If you don’t disable the gradient calculation (e.g. via torch.no_grad()
), the forward pass will create the computation graph and the model output tensor will be attached to it. You can check the .grad_fn
of the output tensor to see, if it’s attached to a graph (shows a backward function) or not (is None
).
In case you haven’t used the with torch.no_grad()
context manager during validation, you might unnecessarily use more memory, but won’t have any other side effects and don’t need to reattach anything (which is also not possible).
The next training iteration will work as before.
thank you for the answer!
My question was motivated precisely due to the doubling of memory usage during validation!
Despite wrapping it with
with torch.no_grad()
As soon as I reach validation, my memory usage doubles, then it increases again when I compute the Class Activation Maps…
Could it be caused by me doing:
for input,label in val_loader:
input = input.to(self.device)
label = label.to(device)
But as far as I remember, I was getting a
RuntimeError: Input type (torch.FloatTensor) and weight type (torch.cuda.FloatTensor) should be the same
error if I didn’t place the inputs and labels on the device…

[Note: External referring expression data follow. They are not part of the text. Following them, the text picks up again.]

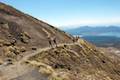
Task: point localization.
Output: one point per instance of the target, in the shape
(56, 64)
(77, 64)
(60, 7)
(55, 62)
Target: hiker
(50, 42)
(54, 40)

You need to place the input and target tensors on the same device as the model parameters.
There are advanced use cases for model sharding, which doesn’t seem to be used in your case.
If your validation loop increases the memory usage, you might want to either delete all unnecessary training tensors manually or wrap the training code in a train()
function (and val()
function), so that the temporary variables will be deleted automatically. Python uses function scoping so temp. variables, such as the model output, loss etc. will be deleted once you are leaving the function scope.